GLASSELL PARK — Supporters and opponents of “road diets” are making their voices heard after work began on reducing the number of traffic lanes on Fletcher Drive in an effort to improve safety, according to NBC 4.
The road diet will cut the number of traffic lanes for motor vehicles from four to two (one in each direction) for much of Fletcher north of San Fernando Road. The extra space will be used to create bike lanes and a landscaped median as part of a several safety and “traffic calming” measures (see the list below).
Officials say the main purpose of the project is to improve safety for pedestrians, especially for the students walking to and from Irving Middle School and Fletcher Drive Elementary, in part by slowing speeding traffic.
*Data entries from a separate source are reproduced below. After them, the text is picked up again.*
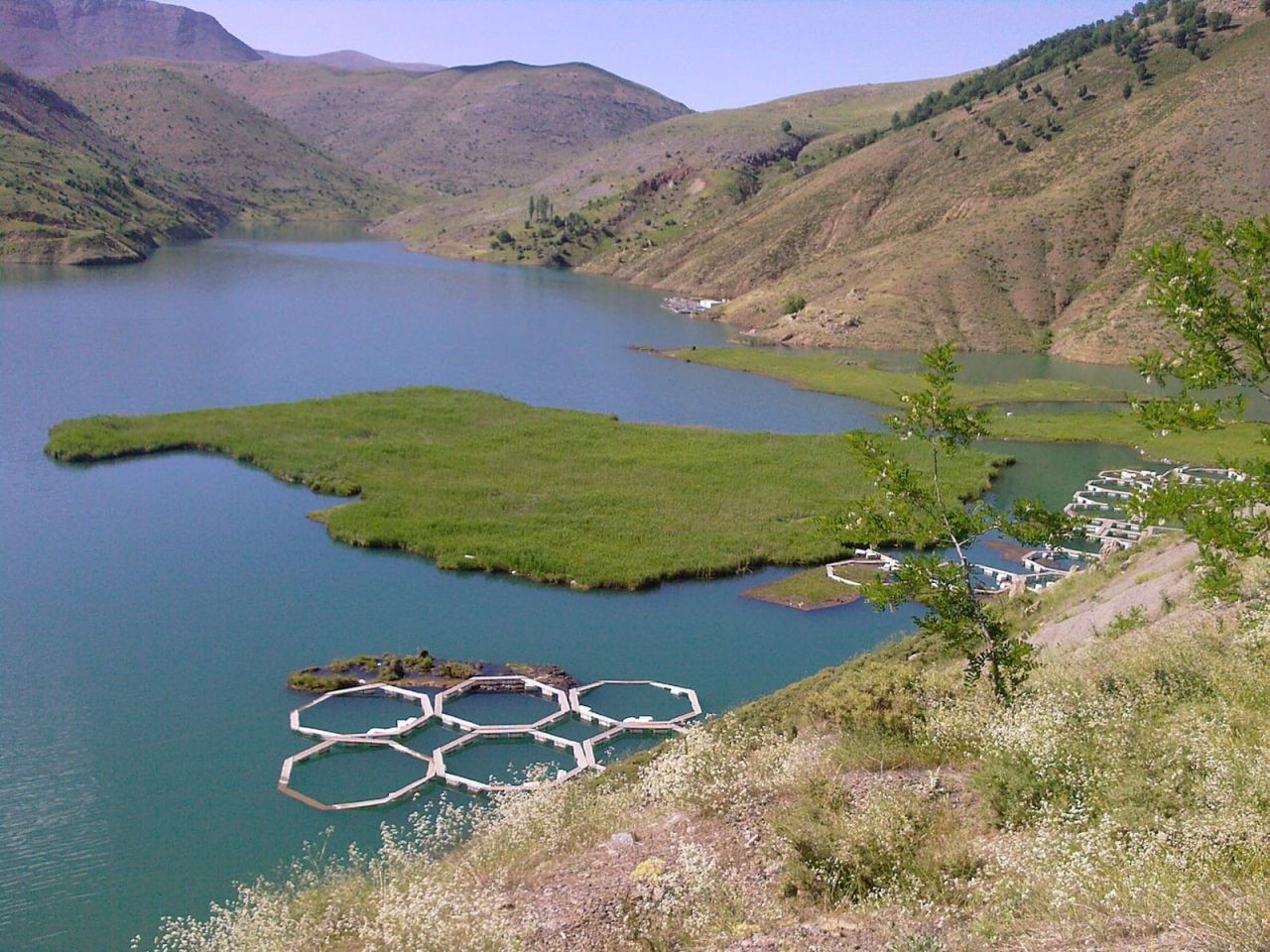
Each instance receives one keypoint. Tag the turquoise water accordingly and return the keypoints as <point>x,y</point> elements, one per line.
<point>151,610</point>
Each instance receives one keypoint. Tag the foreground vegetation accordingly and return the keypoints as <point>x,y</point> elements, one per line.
<point>477,481</point>
<point>1121,802</point>
<point>829,373</point>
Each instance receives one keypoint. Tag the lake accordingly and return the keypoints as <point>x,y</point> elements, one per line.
<point>151,610</point>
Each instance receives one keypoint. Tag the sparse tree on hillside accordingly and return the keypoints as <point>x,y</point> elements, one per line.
<point>1216,298</point>
<point>911,503</point>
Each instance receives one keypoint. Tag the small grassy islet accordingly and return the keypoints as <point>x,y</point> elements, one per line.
<point>477,481</point>
<point>813,588</point>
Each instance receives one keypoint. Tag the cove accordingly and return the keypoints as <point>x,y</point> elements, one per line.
<point>151,610</point>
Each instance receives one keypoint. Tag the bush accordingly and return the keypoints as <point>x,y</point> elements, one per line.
<point>793,303</point>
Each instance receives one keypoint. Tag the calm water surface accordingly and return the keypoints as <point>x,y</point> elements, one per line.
<point>150,610</point>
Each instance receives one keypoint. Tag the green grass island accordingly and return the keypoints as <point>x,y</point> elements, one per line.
<point>483,483</point>
<point>416,670</point>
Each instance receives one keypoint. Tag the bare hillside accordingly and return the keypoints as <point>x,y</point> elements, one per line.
<point>453,131</point>
<point>46,37</point>
<point>1007,225</point>
<point>352,60</point>
<point>240,159</point>
<point>951,230</point>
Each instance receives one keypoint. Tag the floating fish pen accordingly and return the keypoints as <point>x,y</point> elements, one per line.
<point>440,763</point>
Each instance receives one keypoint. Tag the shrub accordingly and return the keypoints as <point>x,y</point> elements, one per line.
<point>793,303</point>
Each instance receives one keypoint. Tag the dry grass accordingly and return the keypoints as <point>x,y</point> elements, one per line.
<point>1121,803</point>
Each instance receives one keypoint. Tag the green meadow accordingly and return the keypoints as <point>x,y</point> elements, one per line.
<point>477,481</point>
<point>826,372</point>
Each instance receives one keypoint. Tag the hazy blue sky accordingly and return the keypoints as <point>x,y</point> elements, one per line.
<point>707,54</point>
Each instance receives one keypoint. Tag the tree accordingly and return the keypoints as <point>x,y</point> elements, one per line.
<point>793,303</point>
<point>1215,298</point>
<point>912,503</point>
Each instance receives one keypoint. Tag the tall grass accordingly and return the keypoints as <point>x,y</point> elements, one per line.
<point>1123,801</point>
<point>477,481</point>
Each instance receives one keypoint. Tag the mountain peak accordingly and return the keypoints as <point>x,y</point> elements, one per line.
<point>46,37</point>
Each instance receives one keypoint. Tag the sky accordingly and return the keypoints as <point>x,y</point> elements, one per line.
<point>706,54</point>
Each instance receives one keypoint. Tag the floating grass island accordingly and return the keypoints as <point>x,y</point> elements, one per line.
<point>477,481</point>
<point>417,670</point>
<point>830,373</point>
<point>813,589</point>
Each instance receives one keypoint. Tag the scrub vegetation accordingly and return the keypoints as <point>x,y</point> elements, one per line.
<point>477,481</point>
<point>1119,802</point>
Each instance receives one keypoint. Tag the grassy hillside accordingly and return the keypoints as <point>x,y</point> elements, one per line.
<point>686,172</point>
<point>453,131</point>
<point>477,481</point>
<point>72,194</point>
<point>1005,225</point>
<point>240,159</point>
<point>1120,803</point>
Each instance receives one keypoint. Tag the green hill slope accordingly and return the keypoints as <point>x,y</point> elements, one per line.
<point>691,168</point>
<point>243,160</point>
<point>453,131</point>
<point>72,194</point>
<point>1007,225</point>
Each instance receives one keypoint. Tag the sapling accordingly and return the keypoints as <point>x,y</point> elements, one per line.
<point>911,503</point>
<point>1214,298</point>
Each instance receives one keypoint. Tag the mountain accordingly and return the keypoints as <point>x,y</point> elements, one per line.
<point>72,194</point>
<point>239,159</point>
<point>352,60</point>
<point>48,37</point>
<point>454,131</point>
<point>691,168</point>
<point>1005,222</point>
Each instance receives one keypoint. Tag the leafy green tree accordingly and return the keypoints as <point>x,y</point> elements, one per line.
<point>915,503</point>
<point>1215,298</point>
<point>793,303</point>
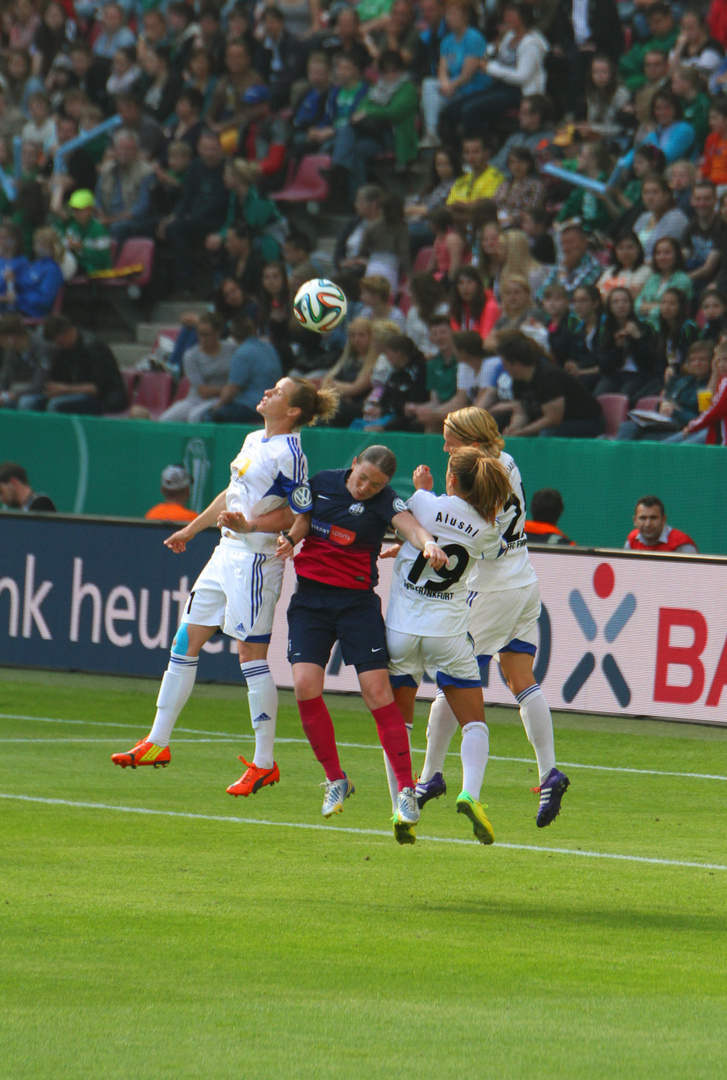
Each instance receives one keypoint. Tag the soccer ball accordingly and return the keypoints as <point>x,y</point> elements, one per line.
<point>320,305</point>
But even those who want a safer environment for students said the project has already caused more congestion after restriping reduced the number of traffic lanes. “It’s worse than before,” one Fletcher Drive Elementary parent told NBC 4.
Kelly Hargraves said what’s happening on Fletcher reminds her of what happened to Rowena Avenue in Silver Lake, where a road diet is credited with improving safety but also blamed for worsening traffic congestion. NBC 4 said she moved out of Silver Lake because of the Rowena road diet. She told NBC 4:
“I think I had a little bit of road-diet refuge post-traumatic stress syndrome because I lived through the Silver Lake one.”
A newsletter from Council District 13 said the project will include:
- Two lanes of traffic (one in each direction)
- Two bike lanes (one in each direction)
- Two landscaped medians
- The majority of parking on both sides of Fletcher will be kept
- Sidewalk rehabilitation and curb repair
- Installation of 19 access ramps
- Left turn lane at Estara Avenue leading into the schools and surrounding community.
The project is expected to be completed this fall.